Çok hoş bir hikayedir, anlatılır hep. Mustafa Kemal Paşa'nın yanında bulunmuş onbaşı terhis olup kasabasına dönünce her daim anlatır dururmuş Paşa'yı hemşerilerine.
"Dev gibi bir adamdı Paşa, sofrada bir kuzuya bana mısın demez alimallah" sözleriyle tarif edermiş Mustafa Kemal'i.
Bir gün Mustafa Kemal'in yolu o beldeye düşmüş, "şu bizim onbaşıyı da bir görelim" demiş.
Paşayı heyecanla bekleyen kalabalık ilk şoku yaşamış, zira Paşa öyle onbaşının anlattığı gibi iri cüsseli biri değildir.
Neyse, yemeğe oturmuşlar, herkes ortaya gelen kuzunun Paşa tarafından nasıl götürüleceğini izlemek istiyor.
Fakat ne görelim, Paşa nar gibi kızarmış kuzudan bir lokmacık alıp kenara çekilmiş ve sigarasını yakmış.
Bizim onbaşı pek mahzun tabi.
Az sonra kahveler içilecek, sorulmuş Paşa hazretlerine:
"Kahveniz nasıl olsun efendim?"
"Şekerli" deyince, Paşa'nın sadık onbaşısı dayanamamış ve yöresel ağızla şöyle demiş:
"İşte bunu etmücedin baa Mıstakemal."
Bu hikayeyi İzmirli CHP'lilerin içine düştükleri zor durumu anlatmak için yazdım.
CHP Ekmeleddin İhsanoğlu'nu cumhurbaşkanı adayı olarak ilan etti.
Temiz ve iyi bir insan Ekmeleddin Bey, buna şüphe yok, ancak minnacık bir kusuru var: O bir İslamcı, hem de donanımlı ve çok şuurlu bir İslamcı. Babası da dahil, kendisi ve bütün ailesi CHP'nin savunageldiği tüm değerlere karşı hayatları boyunca mücadele etmişler. Daha dün "Ben CHP'li değilim" dedi. Bu bakımdan herhangi bir tutarlılık sorunu yok Ekmeleddin Bey'in.

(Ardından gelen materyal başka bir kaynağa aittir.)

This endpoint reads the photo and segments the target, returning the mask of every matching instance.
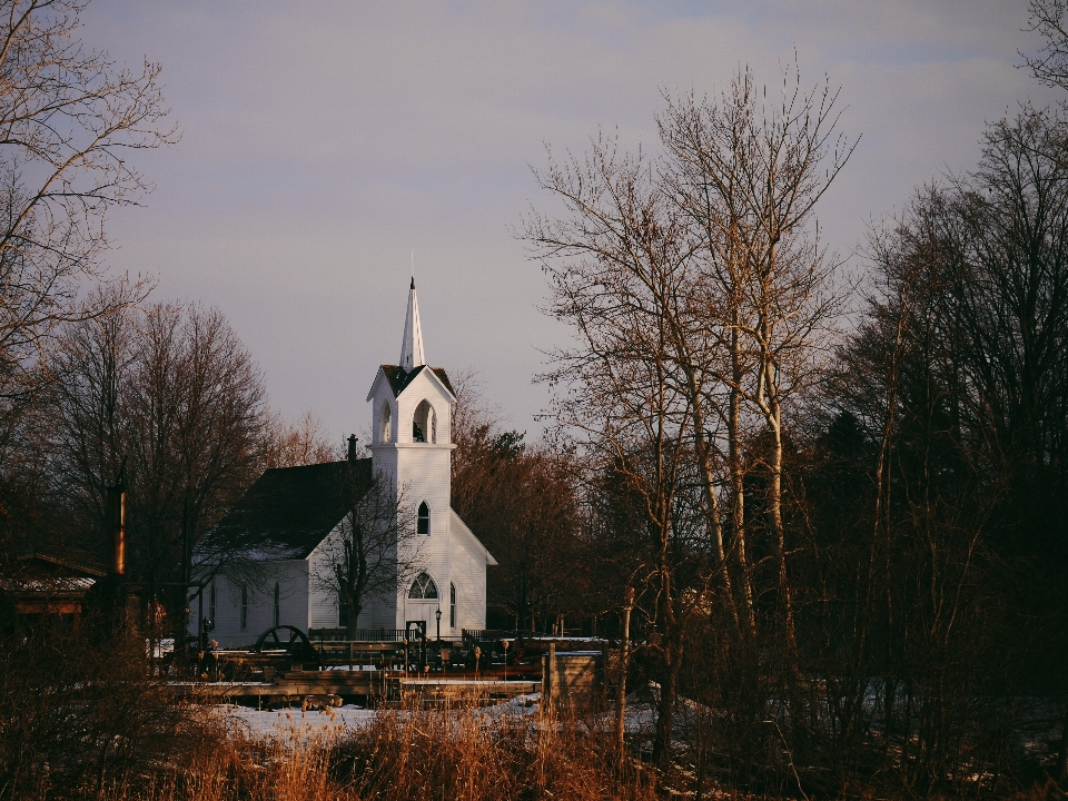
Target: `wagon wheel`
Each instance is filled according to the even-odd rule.
[[[256,641],[256,653],[268,651],[286,651],[295,660],[318,662],[319,655],[308,640],[308,635],[296,626],[275,626],[259,635]]]

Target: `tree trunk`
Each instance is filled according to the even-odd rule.
[[[631,610],[634,609],[634,587],[627,587],[623,601],[623,639],[620,645],[620,673],[615,681],[615,753],[620,771],[626,754],[626,673],[631,665]]]

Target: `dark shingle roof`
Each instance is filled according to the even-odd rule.
[[[399,365],[382,365],[382,372],[386,374],[386,380],[389,382],[389,388],[393,389],[394,397],[403,393],[408,384],[415,380],[415,377],[425,369],[434,370],[434,375],[441,379],[445,388],[453,395],[456,395],[453,385],[448,383],[448,376],[445,374],[444,367],[427,367],[426,365],[421,365],[408,373]]]
[[[306,558],[370,485],[370,459],[265,471],[198,547],[257,560]]]

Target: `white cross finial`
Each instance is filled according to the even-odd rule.
[[[419,323],[419,301],[415,297],[415,277],[408,289],[408,313],[404,318],[404,340],[400,343],[400,367],[411,373],[426,364],[423,353],[423,325]]]

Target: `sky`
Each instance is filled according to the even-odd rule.
[[[111,269],[221,309],[273,408],[338,442],[399,358],[413,263],[428,362],[541,431],[534,378],[567,332],[515,229],[558,210],[547,146],[655,152],[665,95],[744,67],[771,91],[795,58],[860,137],[818,216],[862,270],[870,226],[973,166],[987,123],[1062,99],[1020,68],[1041,44],[1026,0],[95,0],[83,21],[87,47],[161,63],[182,132],[136,155],[155,190],[111,214]]]

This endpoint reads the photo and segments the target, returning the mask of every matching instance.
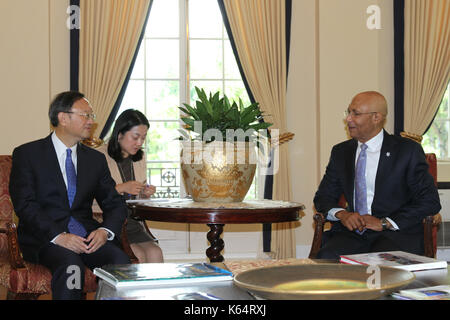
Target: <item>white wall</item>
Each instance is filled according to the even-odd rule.
[[[68,3],[0,1],[0,154],[50,132],[49,103],[69,88]]]

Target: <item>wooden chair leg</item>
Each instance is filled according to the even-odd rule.
[[[317,253],[319,252],[322,245],[324,223],[325,217],[321,213],[316,213],[314,215],[314,238],[311,245],[311,251],[309,252],[310,259],[315,259],[317,257]]]

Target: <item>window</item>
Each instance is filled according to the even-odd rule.
[[[424,134],[422,145],[425,152],[435,153],[439,160],[450,161],[450,83],[439,106],[436,117]]]
[[[196,100],[195,86],[250,103],[217,1],[154,0],[118,115],[134,108],[150,121],[145,149],[156,197],[184,195],[177,107]],[[257,177],[247,199],[257,198]]]

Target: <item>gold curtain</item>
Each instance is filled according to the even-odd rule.
[[[405,1],[404,130],[421,136],[450,81],[450,1]]]
[[[99,136],[135,54],[151,0],[81,0],[79,91],[97,114]]]
[[[224,0],[239,58],[255,100],[280,133],[286,127],[285,0]],[[279,147],[274,200],[291,199],[288,144]],[[293,223],[273,224],[272,255],[295,257]]]

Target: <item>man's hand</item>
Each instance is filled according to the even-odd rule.
[[[336,213],[336,218],[350,231],[358,229],[363,231],[366,228],[366,222],[358,212],[348,212],[345,210]]]
[[[362,216],[365,223],[366,228],[373,231],[382,231],[383,226],[381,225],[381,219],[378,219],[370,214],[365,214]],[[390,223],[388,223],[388,228],[390,227]]]
[[[72,233],[61,233],[55,240],[55,244],[75,253],[88,253],[88,245],[86,239]]]
[[[105,229],[94,230],[89,234],[86,241],[89,243],[86,253],[93,253],[108,241],[108,232]]]

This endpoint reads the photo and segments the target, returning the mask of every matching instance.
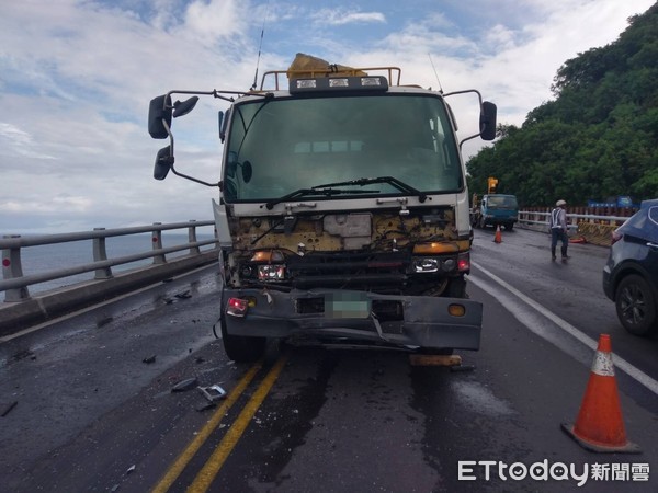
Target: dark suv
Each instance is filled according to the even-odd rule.
[[[649,335],[658,330],[658,198],[644,200],[612,233],[603,290],[628,332]]]

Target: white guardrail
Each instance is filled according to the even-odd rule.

Sorun onu aday yapan CHP ve CHP'lilerde.
Ortaya CHP açısından tam bir tutarsızlık, ilkesizlik ve oportünizm sorunu çıkmıştır.
Ekmeleddin İhsanoğlu'nu destekleyen MHP yine durumu biraz kurtarıyor kendince. Milliyetçi bir kayınpedere sahip olmak, bir vakitler Merhum Türkeş'e tercümanlık yapmışlığı filan MHP'lileri bir nebze teselli ediyor.
Ama CHP'liler için bu meselede bir teselli kaynağı üretmek imkansız. İmkansız, zira aslında bir kimya mühendisi olan İslamcı aday köklü gelenekleri olan CHP'nin bütün kimyasını altüst etmiş durumda.
En fazla da İzmirlilerin tabii.
Şimdi Ekmeleddin Bey'e nasıl oy verecek İzmirli CHP'li?
İzmirli Atatürkçü?
İzmirli Ulusalcı?
O zaman soracaklar insanlar: İyi de kardeşim o vakit Binali Yıldırım'a niye oy vermediniz?
Bu soruya cevap vermek CHP'liler bakımından "sana ne kardeşim, istediğime oy veririm" diyebilecekleri bir durum değildir, tam olarak 'ahlaki' bir meseledir.
AŞAĞI TÜKÜRSEN SAKAL, YUKARI TÜKÜRSEN BIYIK!
Tamam, farz edelim ki CHP'liler Ekmeleddin İhsanoğlun'a bütün genel merkez dayatmalarına rağmen ahlaklı duruş sergileyip oy vermediler.
Peki oylarını nereye verecekler?
Tayyip Erdoğan'a verebilirler mi mesela?
Benim samimi kanaatim şu: Eğer bu İzmir Çaka Bey'in İzmir'iyse, eğer bu İzmir'de 9 Eylül ruhu hala yaşıyorsa ve eğer bu İzmir'in yönü hala yerli ve milli olana dönükse, bana göre mevcut üç aday içinden gözü kapalı Başbakan Erdoğan'a vermeli oyunu.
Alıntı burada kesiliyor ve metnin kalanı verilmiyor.